Since each horizontal row finally gives us a sum of all the breast-doses for a particular age-year, it follows that these 65 sums are the annual radiation doses which cause a year's production of radiation-induced breast-cancers, which are put "on the shelf" to be delivered later. And we know from the "Law of Equality" in Chapter 4 that the number produced per year will be the same as the number clinically observed (delivered) each year, if the annual average radiation dose (in person-rads) is maintained indefinitely.
# # # # #
The "Take No Chances" Approach with Suspicious Thymuses
1926 "In any suspected case, therefore, even if the radiologist can find no positive evidence of enlargement, therapeutic application of the x-rays or radium should be made until the shadow is reduced to normal proportions or until clinical symptoms have entirely disappeared." And:
"A `suspected' case may be defined as one which has shown any evidence of respiratory difficulty not clearly due to causes other than enlargement of the thymus. I do not believe that the so-called status lymphaticus can often be diagnosed with certainty antemortem. Suspicion should attach to the child, especially if under 3 years of age, who exhibits widespread lymphatic hyperplasia with or without splenic enlargement. No operative interference on such a child should be attempted without x-ray studies, whether the thymus area is enlarged to percussion or not."
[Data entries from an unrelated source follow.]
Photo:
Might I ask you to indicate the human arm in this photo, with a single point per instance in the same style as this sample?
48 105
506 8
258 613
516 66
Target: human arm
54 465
"If all borderline cases are to be suspected, it is inevitable that there will be unnecessary use of the x-rays, both in diagnosis and in treatment. Until diagnostic criteria are available for differentiating the harmless from the harmful thymus, there seems to be no choice, since we are dealing on the one hand with a potentially fatal disease and on the other with a harmless but most efficient preventive and curative measure [emphasis added]."
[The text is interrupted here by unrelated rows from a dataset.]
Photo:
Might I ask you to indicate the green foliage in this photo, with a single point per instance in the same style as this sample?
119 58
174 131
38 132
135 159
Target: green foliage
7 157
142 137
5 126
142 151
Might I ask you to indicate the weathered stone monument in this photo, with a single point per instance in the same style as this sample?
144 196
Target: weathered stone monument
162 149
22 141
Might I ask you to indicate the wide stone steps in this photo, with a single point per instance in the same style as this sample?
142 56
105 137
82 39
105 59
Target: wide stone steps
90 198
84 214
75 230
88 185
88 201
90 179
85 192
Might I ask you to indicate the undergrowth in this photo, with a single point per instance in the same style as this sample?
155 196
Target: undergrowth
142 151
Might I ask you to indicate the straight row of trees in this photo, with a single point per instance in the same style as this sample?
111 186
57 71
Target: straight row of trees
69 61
"In some clinics, the routine preoperative technic for the tonsil and adenoid operation includes a radiographic study. With the criticism that this seems to be an unnecessary precaution, the surgeon who has lost an operative case from thymus asthma probably will not agree."
"Finally, it may be permitted to point out that the very nature of thymus death is calculated to destroy a physician's professional poise. The death of any patient is a cause for more or less self-reproach, but an unexpected and possibly avoidable death is not only a reproach to the physician, but in these days, an excuse for the laity to interpret it as due to professional neglect. From this standpoint, it may be admitted that preoperative study of all patients under 4 years of age by x-rays is justifiable technic."
From J.C. Gittings, M.D. "Thymus Death in Early Life: Its Clinical Differentiation," The Atlantic Medical Journal pp.853-857. September 1926.